Montessori divided this plane into two phases. The first phase, occurring from birth to 3 years old, is called the “unconscious stage.” During this period, children absorb information without conscious effort. They learn by imitating others and develop basic skills in the process.
The second phase, taking place between 3 and 6 years old, is referred to as the “conscious stage.” Children still possess absorbent minds during this period, but they become more aware and intentional in the experiences they seek. They are motivated to enhance their skills and desire the autonomy to make their own choices and accomplish tasks independently. To know more about the four planes of child development click here.
Montessori education is beneficial because it aligns with the natural learning and developmental tendencies of children, allowing them to learn at their own pace and develop independence, critical thinking skills, and a love for learning.
Montessori education is a well-founded educational approach created by Maria Montessori, an Italian physician and educator. It places great importance on fostering independence, allowing children to have freedom within certain boundaries, and respecting their natural psychological, physical, and social growth. The fundamental belief of Montessori education is that every child is a distinct individual with great potential and a desire to learn and engage. As a result, teachers in this method guide each child through the learning journey by utilizing materials that cater to their unique needs and learning pace.
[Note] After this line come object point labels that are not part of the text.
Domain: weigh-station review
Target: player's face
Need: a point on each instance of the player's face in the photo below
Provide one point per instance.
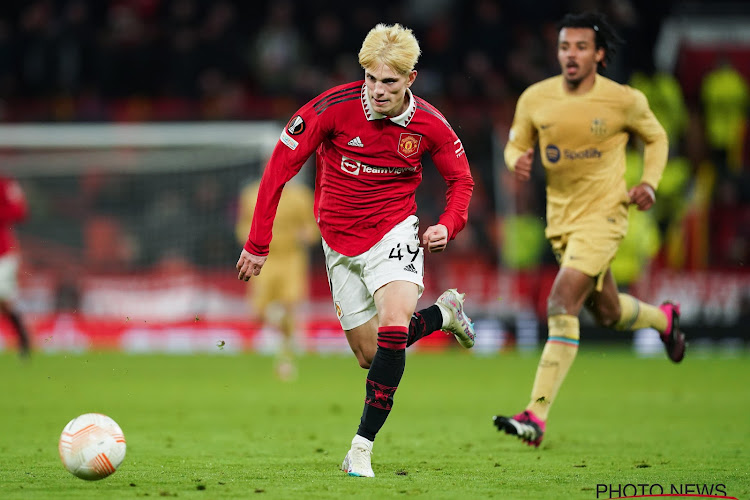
(578, 55)
(387, 89)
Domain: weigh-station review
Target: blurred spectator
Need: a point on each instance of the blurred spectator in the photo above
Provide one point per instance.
(277, 294)
(725, 97)
(665, 97)
(13, 209)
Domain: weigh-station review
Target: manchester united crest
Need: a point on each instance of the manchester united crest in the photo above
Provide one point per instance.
(408, 144)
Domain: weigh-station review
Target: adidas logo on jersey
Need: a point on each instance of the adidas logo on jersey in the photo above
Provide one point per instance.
(356, 142)
(411, 268)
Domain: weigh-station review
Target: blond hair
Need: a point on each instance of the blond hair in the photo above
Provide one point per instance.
(392, 45)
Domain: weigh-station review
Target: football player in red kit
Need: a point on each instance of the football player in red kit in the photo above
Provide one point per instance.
(13, 209)
(369, 137)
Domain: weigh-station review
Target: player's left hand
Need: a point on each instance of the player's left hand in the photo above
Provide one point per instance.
(249, 265)
(642, 195)
(435, 238)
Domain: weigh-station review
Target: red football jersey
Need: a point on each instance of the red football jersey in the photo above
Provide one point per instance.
(13, 209)
(367, 170)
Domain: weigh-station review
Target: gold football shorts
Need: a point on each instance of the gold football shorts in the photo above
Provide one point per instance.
(588, 251)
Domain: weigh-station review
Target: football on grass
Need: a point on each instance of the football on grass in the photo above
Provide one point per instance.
(92, 446)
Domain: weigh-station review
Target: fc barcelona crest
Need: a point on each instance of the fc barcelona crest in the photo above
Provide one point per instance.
(598, 127)
(408, 144)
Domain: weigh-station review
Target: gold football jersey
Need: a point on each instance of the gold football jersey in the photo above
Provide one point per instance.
(582, 141)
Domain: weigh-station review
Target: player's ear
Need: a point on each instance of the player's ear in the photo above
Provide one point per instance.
(411, 77)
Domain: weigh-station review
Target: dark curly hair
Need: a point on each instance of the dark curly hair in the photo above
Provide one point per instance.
(606, 37)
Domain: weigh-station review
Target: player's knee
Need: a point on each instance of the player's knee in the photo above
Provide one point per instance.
(607, 315)
(364, 363)
(555, 306)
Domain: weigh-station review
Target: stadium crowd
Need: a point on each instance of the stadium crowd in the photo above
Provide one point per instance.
(174, 60)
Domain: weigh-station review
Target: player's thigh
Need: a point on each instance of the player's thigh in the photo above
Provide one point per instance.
(569, 292)
(398, 256)
(604, 304)
(396, 302)
(363, 341)
(294, 280)
(353, 303)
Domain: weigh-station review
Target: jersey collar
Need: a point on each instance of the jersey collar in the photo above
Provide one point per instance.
(403, 119)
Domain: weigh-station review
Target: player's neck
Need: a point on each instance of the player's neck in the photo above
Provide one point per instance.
(580, 87)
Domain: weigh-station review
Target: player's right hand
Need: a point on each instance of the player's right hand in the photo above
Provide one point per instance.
(523, 165)
(249, 265)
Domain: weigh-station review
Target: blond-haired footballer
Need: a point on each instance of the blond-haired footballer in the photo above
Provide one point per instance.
(369, 137)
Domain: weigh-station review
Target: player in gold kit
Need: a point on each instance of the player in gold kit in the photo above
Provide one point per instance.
(582, 122)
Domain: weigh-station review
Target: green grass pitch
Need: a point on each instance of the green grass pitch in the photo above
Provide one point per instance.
(222, 426)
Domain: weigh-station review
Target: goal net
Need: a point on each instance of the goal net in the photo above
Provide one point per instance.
(131, 235)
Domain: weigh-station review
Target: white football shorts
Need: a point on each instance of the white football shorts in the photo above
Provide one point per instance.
(398, 256)
(9, 276)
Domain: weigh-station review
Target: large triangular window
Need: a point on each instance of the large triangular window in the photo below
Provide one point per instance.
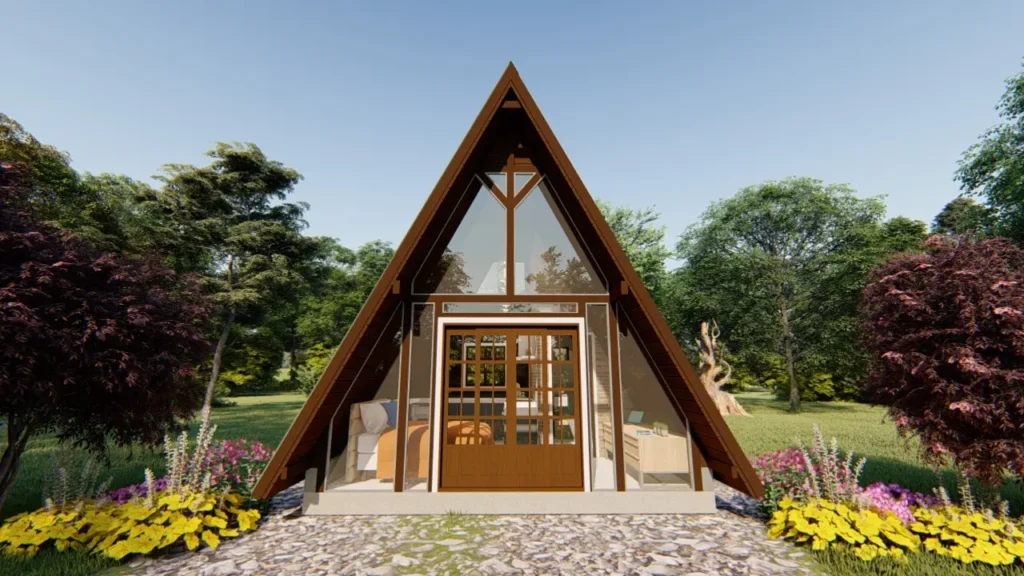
(553, 261)
(473, 261)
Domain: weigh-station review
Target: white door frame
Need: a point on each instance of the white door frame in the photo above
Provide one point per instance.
(440, 365)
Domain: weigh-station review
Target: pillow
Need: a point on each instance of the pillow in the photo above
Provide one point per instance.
(374, 417)
(391, 407)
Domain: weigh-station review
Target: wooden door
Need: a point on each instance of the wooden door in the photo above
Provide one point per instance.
(511, 409)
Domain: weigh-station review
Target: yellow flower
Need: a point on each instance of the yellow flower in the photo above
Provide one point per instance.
(866, 552)
(214, 522)
(211, 539)
(118, 550)
(990, 554)
(135, 511)
(1015, 547)
(42, 521)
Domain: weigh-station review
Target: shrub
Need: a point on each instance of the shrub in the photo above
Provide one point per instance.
(801, 474)
(60, 488)
(315, 361)
(93, 347)
(946, 334)
(237, 464)
(139, 527)
(894, 498)
(232, 464)
(140, 490)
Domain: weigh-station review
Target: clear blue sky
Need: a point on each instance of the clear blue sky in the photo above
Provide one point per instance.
(670, 105)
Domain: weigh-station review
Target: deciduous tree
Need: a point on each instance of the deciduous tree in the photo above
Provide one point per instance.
(94, 347)
(232, 225)
(993, 167)
(752, 262)
(945, 330)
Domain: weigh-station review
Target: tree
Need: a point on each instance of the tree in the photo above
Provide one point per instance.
(753, 260)
(331, 305)
(945, 330)
(712, 363)
(93, 346)
(964, 215)
(48, 182)
(834, 363)
(642, 241)
(229, 228)
(993, 167)
(557, 277)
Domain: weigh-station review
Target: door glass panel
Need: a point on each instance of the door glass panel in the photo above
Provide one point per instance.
(564, 432)
(501, 180)
(455, 404)
(649, 416)
(498, 429)
(561, 347)
(486, 347)
(546, 247)
(568, 403)
(455, 375)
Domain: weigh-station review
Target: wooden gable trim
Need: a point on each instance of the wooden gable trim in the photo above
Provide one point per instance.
(269, 483)
(730, 464)
(745, 479)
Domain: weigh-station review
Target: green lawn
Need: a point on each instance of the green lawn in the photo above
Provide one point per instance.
(259, 417)
(858, 427)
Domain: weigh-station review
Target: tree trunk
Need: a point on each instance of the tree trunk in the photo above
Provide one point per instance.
(17, 438)
(787, 350)
(711, 369)
(221, 344)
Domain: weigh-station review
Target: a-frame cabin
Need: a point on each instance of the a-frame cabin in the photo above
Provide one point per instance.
(551, 385)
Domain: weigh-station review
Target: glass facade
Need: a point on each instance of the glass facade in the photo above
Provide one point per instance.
(421, 369)
(370, 436)
(602, 425)
(473, 261)
(655, 442)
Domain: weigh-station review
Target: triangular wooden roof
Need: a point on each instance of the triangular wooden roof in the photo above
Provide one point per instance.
(719, 447)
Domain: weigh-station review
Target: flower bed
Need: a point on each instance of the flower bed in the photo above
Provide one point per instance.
(140, 527)
(233, 464)
(813, 498)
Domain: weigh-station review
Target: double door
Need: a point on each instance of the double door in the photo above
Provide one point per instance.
(512, 409)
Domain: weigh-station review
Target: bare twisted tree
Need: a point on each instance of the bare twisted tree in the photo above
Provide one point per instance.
(712, 365)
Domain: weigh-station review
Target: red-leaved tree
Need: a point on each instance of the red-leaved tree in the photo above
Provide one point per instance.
(94, 347)
(946, 333)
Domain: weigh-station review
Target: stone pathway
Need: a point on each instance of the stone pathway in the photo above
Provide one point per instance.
(729, 542)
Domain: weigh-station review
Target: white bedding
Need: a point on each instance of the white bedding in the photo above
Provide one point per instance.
(366, 451)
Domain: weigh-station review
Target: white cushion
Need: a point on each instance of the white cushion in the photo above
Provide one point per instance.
(374, 417)
(366, 462)
(367, 443)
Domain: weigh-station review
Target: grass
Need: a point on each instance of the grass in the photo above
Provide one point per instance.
(844, 563)
(858, 427)
(264, 418)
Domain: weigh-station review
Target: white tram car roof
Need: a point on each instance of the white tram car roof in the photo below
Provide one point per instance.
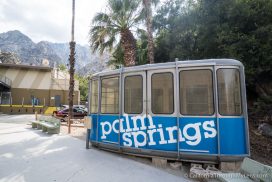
(189, 63)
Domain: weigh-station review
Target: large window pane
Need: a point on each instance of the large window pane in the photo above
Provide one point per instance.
(133, 94)
(110, 95)
(196, 92)
(94, 96)
(162, 93)
(229, 92)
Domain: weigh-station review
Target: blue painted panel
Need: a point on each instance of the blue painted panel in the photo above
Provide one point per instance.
(163, 136)
(198, 135)
(232, 136)
(108, 129)
(158, 133)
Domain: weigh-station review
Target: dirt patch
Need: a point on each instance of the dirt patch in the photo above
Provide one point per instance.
(260, 145)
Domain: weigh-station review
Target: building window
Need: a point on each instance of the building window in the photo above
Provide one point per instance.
(94, 96)
(162, 93)
(229, 92)
(133, 94)
(196, 92)
(110, 95)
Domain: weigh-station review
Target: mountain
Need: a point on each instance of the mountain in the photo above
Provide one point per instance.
(28, 52)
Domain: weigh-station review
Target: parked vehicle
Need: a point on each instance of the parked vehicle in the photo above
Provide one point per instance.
(77, 113)
(76, 107)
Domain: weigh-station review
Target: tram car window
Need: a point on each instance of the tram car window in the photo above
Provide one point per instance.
(162, 93)
(94, 96)
(133, 89)
(196, 92)
(110, 95)
(229, 92)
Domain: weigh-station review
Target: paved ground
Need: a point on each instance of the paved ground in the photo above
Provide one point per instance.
(30, 155)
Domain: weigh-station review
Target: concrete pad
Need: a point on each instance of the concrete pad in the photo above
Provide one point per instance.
(159, 162)
(30, 155)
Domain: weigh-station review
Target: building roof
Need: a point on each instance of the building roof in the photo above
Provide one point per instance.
(23, 66)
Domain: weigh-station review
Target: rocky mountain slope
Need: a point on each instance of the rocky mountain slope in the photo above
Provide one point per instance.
(26, 51)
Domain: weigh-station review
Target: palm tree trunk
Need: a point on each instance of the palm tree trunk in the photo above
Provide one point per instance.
(72, 69)
(128, 44)
(148, 21)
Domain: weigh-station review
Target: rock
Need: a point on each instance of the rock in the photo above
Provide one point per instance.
(265, 129)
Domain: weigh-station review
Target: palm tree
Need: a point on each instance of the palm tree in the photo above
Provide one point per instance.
(116, 24)
(72, 69)
(148, 21)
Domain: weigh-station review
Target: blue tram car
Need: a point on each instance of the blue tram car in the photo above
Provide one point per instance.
(183, 110)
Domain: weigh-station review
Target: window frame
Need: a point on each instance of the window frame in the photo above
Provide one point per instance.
(173, 91)
(212, 89)
(91, 98)
(124, 92)
(240, 87)
(100, 94)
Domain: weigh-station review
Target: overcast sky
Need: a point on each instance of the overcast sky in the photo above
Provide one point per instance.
(49, 19)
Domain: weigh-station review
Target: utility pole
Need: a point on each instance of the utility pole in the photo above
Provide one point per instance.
(72, 68)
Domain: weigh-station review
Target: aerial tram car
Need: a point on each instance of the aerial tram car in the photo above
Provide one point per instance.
(183, 110)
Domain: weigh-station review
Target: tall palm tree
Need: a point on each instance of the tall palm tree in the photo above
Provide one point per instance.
(148, 21)
(72, 68)
(117, 23)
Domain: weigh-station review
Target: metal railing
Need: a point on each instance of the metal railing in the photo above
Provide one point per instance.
(5, 80)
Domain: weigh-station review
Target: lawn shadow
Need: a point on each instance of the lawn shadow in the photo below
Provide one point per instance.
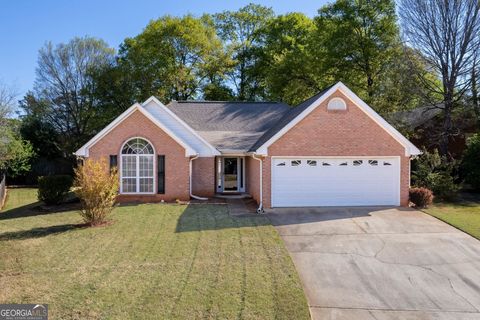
(38, 232)
(203, 217)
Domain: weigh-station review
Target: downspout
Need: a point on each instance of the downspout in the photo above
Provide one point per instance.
(260, 206)
(190, 169)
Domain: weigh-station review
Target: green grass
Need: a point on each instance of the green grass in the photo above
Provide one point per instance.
(154, 262)
(463, 215)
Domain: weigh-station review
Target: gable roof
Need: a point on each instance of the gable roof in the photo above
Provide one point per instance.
(84, 150)
(231, 127)
(311, 104)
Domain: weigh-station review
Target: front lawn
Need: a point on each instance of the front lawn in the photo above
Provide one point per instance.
(464, 215)
(155, 261)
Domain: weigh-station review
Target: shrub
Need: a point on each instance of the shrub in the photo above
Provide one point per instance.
(436, 173)
(471, 162)
(54, 189)
(97, 188)
(421, 197)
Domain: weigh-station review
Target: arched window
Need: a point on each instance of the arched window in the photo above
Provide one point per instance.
(137, 172)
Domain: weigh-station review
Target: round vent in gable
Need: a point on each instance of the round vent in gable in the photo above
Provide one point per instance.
(337, 104)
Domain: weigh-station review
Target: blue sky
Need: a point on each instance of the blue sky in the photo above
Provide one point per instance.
(25, 25)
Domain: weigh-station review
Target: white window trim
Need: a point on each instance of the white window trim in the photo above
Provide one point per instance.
(155, 187)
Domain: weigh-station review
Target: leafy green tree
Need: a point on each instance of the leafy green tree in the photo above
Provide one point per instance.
(173, 58)
(63, 94)
(241, 32)
(360, 40)
(290, 66)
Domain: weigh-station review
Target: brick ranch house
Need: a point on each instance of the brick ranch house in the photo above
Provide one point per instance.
(330, 150)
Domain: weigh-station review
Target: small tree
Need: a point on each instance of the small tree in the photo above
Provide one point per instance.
(97, 187)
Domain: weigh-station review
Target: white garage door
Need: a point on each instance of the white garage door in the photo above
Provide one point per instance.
(335, 182)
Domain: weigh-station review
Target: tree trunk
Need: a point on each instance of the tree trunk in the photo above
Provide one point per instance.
(447, 123)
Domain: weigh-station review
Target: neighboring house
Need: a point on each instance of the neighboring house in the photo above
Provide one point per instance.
(331, 150)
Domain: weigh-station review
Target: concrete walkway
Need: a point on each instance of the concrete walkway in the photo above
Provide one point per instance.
(382, 263)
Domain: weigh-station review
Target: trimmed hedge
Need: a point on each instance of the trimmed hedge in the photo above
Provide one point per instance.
(54, 189)
(421, 197)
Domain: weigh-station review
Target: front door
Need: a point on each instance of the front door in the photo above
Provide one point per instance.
(230, 174)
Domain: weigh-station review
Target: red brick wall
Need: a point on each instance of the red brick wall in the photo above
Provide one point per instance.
(337, 133)
(176, 163)
(203, 177)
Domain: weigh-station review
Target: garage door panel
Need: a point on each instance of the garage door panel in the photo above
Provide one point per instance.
(335, 182)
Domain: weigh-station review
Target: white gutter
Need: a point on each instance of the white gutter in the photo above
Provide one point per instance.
(190, 169)
(260, 206)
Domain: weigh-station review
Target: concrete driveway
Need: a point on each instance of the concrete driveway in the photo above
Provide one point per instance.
(381, 263)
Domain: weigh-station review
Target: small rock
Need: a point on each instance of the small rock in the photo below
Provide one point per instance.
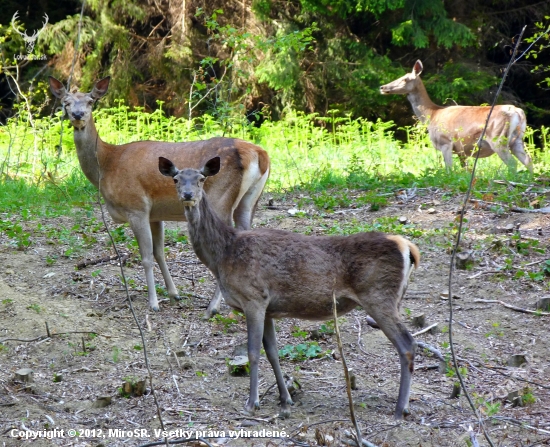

A Montessori education is based on the six principles:
Montessori believed that a child must be free to explore and follow his own natural impulses, thus developing his potential and increasing his knowledge of the world around him. Within the prepared environment, the child must experience freedom of movement, freedom of exploration, freedom to interact socially, and freedom from interference from others. This freedom ultimately leads to a greater freedom: freedom of choice.
Recent psychological research has provided evidence supporting the idea that having an orderly environment is highly beneficial for learning and development. In Montessori classrooms, both the physical arrangement and the progression of material usage are meticulously organized.
Montessori settings are encouraged to have an aesthetic appeal. The environment should evoke a sense of simple harmony. It should be free of clutter and properly maintained, exuding an atmosphere of peace and serenity. The environment should warmly welcome learners and inspire them to engage in their work. This inviting ambiance becomes evident through the attitudes of those present, both children and adults alike
In Montessori classrooms, children acquire knowledge and skills through various methods such as observing and imitating role models, engaging in peer tutoring, and collaborating with others. In mixed age classes, younger children learn by observing and interacting with older children, asking questions, and observing their work. At the same time, older children benefit from teaching and guiding younger peers, reinforcing their own knowledge and skills while also developing important social abilities.
Our brains have developed in an environment that encourages physical activity and engagement, not in one where we are stationary at desks. The relationship between movement and cognition is closely interconnected. Therefore, education should incorporate movement to optimize the learning process. In Montessori programs, children primarily learn through active participation rather than solely relying on what teachers and textbooks convey to them. By engaging in hands-on activities, their learning becomes situated within the context of actions and objects, rather than being limited to listening and writing. For instance, children venture beyond the confines of the classroom and explore the world to conduct research based on their own interests.